This article is part of the supplement: European Molecular Biology Network (EMBnet) Conference 2008: 20th Anniversary Celebration. Leading applications and technologies in bioinformatics
RetroTector online, a rational tool for analysis of retroviral elements in small and medium size vertebrate genomic sequences
1 Physiology unit, Dpt of Neuroscience, Box 593, Uppsala, Sweden
2 Linnaeus Centre for Bioinformatics, Biomedical Centre, Box 598, 751 24 Uppsala, Sweden
3 Section of Virology, Department of Medical Sciences, Uppsala University, Academic Hospital, 751 85 Uppsala, Sweden
BMC Bioinformatics 2009, 10(Suppl 6):S4 doi:10.1186/1471-2105-10-S6-S4Published: 16 June 2009
The rapid accumulation of genomic information in databases necessitates rapid and specific algorithms for extracting biologically meaningful information. More or less complete retroviral sequences, also called proviral or endogenous retroviral sequences; ERVs, constitutes at least 5% of vertebrate genomes. After infecting the host, these retroviruses have integrated in germ line cells, and have then been carried in genomes for at least several 100 million years. A better understanding of structure and function of these sequences can have profound biological and medical consequences.
RetroTector© (ReTe) is a platform-independent Java program for identification and characterization of proviral sequences in vertebrate genomes. The full ReTe requires a local installation with a MySQL database. Although not overly complicated, the installation may take some time. A "light" version of ReTe, (RetroTector online; ROL) which does not require specific installation procedures is provided, via the World Wide Web.
ROL http://www.fysiologi.neuro.uu.se/jbgs/ webcite was implemented under the Batchelor web interface (A Lövgren et al).
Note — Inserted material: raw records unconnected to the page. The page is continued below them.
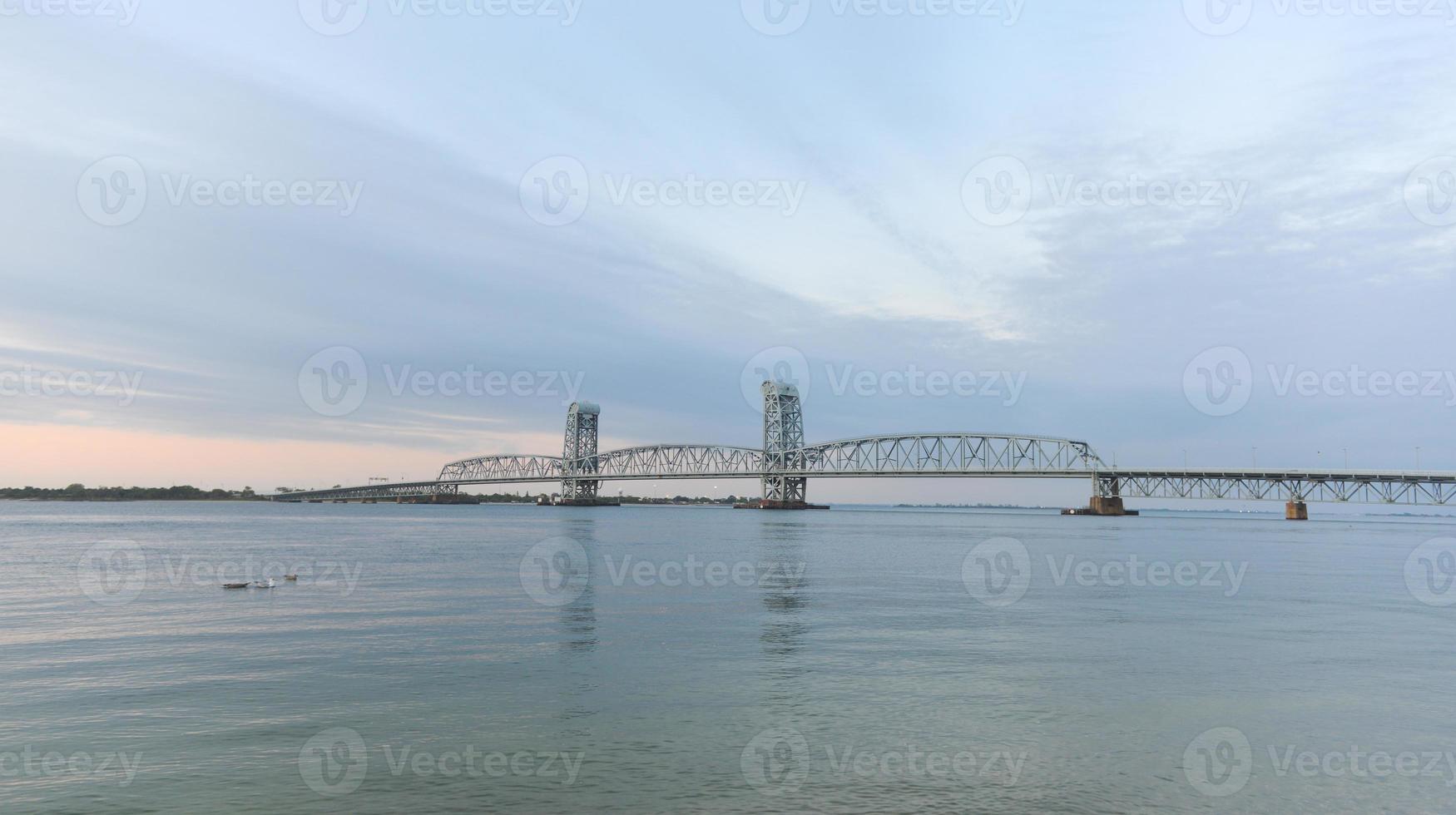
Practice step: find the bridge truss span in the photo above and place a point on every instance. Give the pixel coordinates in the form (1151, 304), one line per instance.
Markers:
(1426, 489)
(953, 454)
(504, 469)
(681, 462)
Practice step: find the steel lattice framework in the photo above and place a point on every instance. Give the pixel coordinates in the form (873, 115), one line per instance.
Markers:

It allows both GenBank accession number, file and FASTA cut-and-paste admission of sequences (5 to 10 000 kilobases). Up to ten submissions can be done simultaneously, allowing batch analysis of <= 100 Megabases. Jobs are shown in an IP-number specific list. Results are text files, and can be viewed with the program, RetroTectorViewer.jar (at the same site), which has the full graphical capabilities of the basic ReTe program. A detailed analysis of any retroviral sequences found in the submitted sequence is graphically presented, exportable in standard formats. With the current server, a complete analysis of a 1 Megabase sequence is complete in 10 minutes. It is possible to mask nonretroviral repetitive sequences in the submitted sequence, using host genome specific "brooms", which increase specificity.
Proviral sequences can be hard to recognize, especially if the integration occurred many million years ago. Precise delineation of LTR, gag, pro, pol and env can be difficult, requiring manual work. ROL is a way of simplifying these tasks.
ROL provides 1. annotation and presentation of known retroviral sequences, 2. detection of proviral chains in unknown genomic sequences, with up to 100 Mbase per submission.